Auguste Comte

Auguste Comte
Comte
Philosopher
Specialty Sociology, positivism
Born Jan. 19, 1798
Montpellier, France
Died Sep. 5, 1857 (at age 59)
Paris, France
Nationality French

Auguste Comte was a famous French philosopher who is best known as the founder of discipline of sociology. In some cases, he is regarded as the first philosopher of the science, too. He even developed the famous Positive Philosophy in a great attempt to remedy the social malaise of French Revolution.

Early Life

Auguste was born on January 19, 1798 in Paris, France. During his time of birth, modern science and technology was giving birth to the Industrial Revolution. Auguste’s father was a government tax official while his mother was a housewife. They were both devout Roman Catholics. While still attending University of Montpellier, he abandoned these attitudes in exchange for republicanism. This move was inspired by the French Revolution that would later influence his works in later life.

In 1814, Auguste Comte joined Ecole Polytechnique. Here, he proved to be a very smart mathematician and scientist. After a short while, he left school before graduating and then decided to settle in Paris. He made this decision even without any means to support himself. He started his life in Paris by teaching mathematics and journalism. During this time, he also studied history, economics, and philosophy.

When he turned 19, Comte met a social theorist named Henri Simon. Comte became his secretary and also a collaborator. In 1824, this partnership was terminated over a dispute involving authorship of a particular writing. However, Simon’s influence remained throughout Comte’s life.

Philosophical Works and Ideas

Auguste Comte developed a social doctrine that was based on scientific principles. In 1826, he started presenting lectures to a group of distinguished French intellectuals. However, after about one-third of his lecture series, he suffered a nervous breakdown. Apart from being in hospital for a long time, he still managed to produce one of his major works. This was a six-volume book called The Course in Positive Philosophy. In this work, he argued that, just like the physical world, society operated under its own laws.
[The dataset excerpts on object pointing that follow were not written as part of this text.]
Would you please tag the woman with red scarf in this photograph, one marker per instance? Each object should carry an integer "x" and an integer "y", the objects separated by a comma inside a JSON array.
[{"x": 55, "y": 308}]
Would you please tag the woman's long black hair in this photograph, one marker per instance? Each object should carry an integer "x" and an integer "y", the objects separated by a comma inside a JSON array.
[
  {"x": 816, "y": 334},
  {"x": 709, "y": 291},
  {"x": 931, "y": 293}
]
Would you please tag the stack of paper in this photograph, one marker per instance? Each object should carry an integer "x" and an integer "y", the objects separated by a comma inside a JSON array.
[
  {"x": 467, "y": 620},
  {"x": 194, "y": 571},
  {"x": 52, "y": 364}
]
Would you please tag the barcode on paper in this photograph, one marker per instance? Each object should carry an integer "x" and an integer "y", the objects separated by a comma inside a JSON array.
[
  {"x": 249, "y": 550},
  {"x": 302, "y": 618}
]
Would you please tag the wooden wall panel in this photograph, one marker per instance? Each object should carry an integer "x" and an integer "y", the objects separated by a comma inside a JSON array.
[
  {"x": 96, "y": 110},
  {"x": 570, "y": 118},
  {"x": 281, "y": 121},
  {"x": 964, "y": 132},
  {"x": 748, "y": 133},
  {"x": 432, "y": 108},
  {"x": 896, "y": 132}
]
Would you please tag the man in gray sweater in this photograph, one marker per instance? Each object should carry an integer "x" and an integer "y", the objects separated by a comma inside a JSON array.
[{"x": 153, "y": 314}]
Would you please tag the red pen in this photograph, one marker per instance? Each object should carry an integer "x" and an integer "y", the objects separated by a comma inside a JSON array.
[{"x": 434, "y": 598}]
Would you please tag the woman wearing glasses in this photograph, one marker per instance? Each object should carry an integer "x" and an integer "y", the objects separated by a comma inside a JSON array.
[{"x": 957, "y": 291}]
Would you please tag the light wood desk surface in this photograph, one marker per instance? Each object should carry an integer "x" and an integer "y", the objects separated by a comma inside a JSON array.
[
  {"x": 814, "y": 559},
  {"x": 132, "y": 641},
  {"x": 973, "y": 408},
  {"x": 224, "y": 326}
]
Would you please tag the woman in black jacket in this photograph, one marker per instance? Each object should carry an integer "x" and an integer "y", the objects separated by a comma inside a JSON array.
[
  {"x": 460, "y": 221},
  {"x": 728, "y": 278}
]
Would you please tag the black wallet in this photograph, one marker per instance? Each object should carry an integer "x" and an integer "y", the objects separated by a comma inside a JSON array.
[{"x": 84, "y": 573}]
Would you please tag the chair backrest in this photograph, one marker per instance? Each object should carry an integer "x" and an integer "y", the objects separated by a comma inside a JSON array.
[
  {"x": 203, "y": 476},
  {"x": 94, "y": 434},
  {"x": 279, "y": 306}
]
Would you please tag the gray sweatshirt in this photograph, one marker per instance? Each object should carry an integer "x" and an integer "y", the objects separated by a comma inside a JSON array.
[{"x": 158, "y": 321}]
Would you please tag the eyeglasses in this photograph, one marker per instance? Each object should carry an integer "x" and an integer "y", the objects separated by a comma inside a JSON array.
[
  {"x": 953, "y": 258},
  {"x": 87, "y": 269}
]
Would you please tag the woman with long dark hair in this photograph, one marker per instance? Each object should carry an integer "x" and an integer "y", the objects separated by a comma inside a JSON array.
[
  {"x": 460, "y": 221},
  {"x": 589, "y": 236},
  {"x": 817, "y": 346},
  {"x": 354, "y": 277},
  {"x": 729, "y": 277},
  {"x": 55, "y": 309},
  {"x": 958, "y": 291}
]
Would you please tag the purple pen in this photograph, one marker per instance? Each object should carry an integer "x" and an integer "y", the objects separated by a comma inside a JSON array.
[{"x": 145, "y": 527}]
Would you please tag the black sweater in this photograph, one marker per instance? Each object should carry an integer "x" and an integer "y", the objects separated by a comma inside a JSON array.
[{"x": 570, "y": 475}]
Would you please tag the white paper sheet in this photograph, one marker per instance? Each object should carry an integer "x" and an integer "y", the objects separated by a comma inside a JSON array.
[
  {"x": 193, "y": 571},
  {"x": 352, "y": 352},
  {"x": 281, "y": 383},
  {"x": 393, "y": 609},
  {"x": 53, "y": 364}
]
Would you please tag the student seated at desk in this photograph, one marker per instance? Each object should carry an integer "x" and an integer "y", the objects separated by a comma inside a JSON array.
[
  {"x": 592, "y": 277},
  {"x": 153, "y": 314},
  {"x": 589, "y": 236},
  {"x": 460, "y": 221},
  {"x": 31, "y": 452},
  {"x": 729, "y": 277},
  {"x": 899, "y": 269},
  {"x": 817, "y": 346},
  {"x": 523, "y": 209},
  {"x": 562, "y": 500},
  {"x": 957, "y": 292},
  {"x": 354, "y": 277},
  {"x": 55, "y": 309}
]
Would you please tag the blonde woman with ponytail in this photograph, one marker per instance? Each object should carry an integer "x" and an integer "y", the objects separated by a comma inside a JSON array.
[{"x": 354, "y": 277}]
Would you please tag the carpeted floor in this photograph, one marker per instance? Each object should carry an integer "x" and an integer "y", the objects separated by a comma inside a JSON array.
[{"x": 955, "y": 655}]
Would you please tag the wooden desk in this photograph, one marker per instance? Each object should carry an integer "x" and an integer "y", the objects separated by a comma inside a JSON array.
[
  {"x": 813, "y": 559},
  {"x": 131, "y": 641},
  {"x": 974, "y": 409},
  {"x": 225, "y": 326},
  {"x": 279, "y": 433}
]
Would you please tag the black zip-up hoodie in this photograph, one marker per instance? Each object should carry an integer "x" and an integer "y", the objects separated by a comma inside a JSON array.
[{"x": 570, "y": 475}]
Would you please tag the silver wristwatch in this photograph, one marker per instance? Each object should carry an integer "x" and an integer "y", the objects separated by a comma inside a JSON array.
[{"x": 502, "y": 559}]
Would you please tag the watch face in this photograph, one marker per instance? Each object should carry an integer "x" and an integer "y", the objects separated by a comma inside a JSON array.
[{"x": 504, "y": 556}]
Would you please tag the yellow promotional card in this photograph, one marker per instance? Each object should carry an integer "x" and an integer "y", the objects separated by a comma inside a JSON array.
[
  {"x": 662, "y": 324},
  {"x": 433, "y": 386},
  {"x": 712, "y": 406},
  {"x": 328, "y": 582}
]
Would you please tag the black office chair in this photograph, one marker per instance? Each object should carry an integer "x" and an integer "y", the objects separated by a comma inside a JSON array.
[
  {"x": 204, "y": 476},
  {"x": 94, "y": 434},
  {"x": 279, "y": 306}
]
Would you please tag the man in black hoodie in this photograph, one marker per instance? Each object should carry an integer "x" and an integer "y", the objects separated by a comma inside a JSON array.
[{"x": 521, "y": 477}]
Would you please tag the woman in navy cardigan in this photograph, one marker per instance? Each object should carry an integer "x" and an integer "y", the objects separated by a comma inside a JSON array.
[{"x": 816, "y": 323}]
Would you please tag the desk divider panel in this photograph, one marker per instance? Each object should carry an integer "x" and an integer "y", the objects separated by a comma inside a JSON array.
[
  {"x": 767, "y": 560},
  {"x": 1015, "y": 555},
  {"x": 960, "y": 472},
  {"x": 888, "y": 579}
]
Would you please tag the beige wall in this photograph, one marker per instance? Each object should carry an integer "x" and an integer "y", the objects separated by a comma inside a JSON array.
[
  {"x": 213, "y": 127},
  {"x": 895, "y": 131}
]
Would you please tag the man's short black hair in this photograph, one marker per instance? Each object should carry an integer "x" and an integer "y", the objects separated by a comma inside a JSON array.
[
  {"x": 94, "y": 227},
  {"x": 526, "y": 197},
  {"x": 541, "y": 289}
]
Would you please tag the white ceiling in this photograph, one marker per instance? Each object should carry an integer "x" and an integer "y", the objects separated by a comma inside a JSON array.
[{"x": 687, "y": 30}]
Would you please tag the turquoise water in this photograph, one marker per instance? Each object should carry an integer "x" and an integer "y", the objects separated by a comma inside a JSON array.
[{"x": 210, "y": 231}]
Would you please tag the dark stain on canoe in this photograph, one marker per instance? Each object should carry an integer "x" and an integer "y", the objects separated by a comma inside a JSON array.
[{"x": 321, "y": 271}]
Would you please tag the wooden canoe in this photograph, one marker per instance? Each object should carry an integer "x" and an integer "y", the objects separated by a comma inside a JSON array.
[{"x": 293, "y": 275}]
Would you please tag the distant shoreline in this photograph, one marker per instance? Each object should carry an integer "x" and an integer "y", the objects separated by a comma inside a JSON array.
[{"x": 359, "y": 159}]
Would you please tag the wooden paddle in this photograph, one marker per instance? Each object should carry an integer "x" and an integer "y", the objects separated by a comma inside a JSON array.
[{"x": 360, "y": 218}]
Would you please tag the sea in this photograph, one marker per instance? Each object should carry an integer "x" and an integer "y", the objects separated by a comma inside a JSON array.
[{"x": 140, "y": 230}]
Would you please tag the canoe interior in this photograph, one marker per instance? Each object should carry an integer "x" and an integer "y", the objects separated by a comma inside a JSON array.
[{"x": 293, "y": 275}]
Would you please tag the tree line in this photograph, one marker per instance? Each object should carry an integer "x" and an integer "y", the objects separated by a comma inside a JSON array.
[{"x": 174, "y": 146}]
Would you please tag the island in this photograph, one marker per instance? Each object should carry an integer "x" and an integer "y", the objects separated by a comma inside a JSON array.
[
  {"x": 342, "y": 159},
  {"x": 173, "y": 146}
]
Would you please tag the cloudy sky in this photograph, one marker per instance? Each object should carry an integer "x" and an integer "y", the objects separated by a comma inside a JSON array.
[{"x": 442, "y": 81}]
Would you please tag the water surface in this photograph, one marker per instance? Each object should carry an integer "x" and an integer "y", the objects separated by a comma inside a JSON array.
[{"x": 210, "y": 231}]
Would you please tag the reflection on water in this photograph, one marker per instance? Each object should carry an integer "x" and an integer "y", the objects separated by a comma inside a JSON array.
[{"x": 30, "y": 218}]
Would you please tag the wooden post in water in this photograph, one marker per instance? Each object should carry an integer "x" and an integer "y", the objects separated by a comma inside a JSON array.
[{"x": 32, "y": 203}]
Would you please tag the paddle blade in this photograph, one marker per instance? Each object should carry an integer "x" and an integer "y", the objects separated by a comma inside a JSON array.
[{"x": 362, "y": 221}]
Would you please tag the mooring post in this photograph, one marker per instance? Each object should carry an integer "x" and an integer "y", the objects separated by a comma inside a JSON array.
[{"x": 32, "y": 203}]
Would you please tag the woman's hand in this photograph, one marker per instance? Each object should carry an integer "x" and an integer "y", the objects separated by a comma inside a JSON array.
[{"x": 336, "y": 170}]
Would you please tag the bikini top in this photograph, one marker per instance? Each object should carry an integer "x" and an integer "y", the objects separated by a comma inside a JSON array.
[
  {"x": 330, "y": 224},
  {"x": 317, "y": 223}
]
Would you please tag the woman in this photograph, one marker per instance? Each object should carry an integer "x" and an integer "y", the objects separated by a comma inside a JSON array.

comteHis efforts also furthered the study of society and sociology development. He supported himself with a job at Ecole Polytechnique, but he unfortunately clashed with administrators and was fired in 1842. In the same year, he divorced his wife of 17 years. After losing his job, he started depending on his friends, family, and benefactors to support him.

In 1844, Comte became involved with Clotilde Vaux who was a French aristocrat and writer. Since she was not officially divorced from her husband, the two had platonic relationship and most people thought they were deeply in love. Vaux died in 1846 and after her death, Auguste Comte wrote a book called System of Positive Polity. He proposed that a religious order that was based on reason and humanity; he emphasized the idea of morality as the cornerstone of human political organization.

Religion of Humanity

In his later years, Comte came up with religion of humanity. In 1849, he proposed a great calendar reform that was called the ‘positivist calendar.’ However, the system was not successful since it was met with the publication of Darwin’s On the Origin of Species in 1859. Although Comte’s English followers, such as George Eliot, had rejected this system, they loved this idea of a religion of humanity. His theories influenced much of the development of secular humanist and religious humanist organizations during the 19th century.

Comte’s Positivism

Auguste Comte first described his idea of positivism in a number of texts entitled Course in the Positive Philosophy. These texts were published between the years 1830 and 1842. After this, the texts were later followed by his 1848 work called General View of the Positivism that was later published in the English language in 1865. The first three volumes dealt with physical sciences that already existed (astronomy, chemistry, mathematics, biology and physics). The other two volumes dealt with the coming of social science.

Comte’s Three Stages

Comte’s law of the three stages states that each and every branch of human knowledge basically passes through three theoretical conditions. The conditions are fictitious, the abstract (or Metaphysical), and the positive of scientific.

Final Years and Death

Auguste Comte work was widely promulgated by many of Europe’s intellectuals. His work also influenced the thinking of George Eliot, Karl Marx, and John Mill.

On September 5, 1857, Comte died of stomach cancer while in Paris. He devoted himself to the betterment of the society.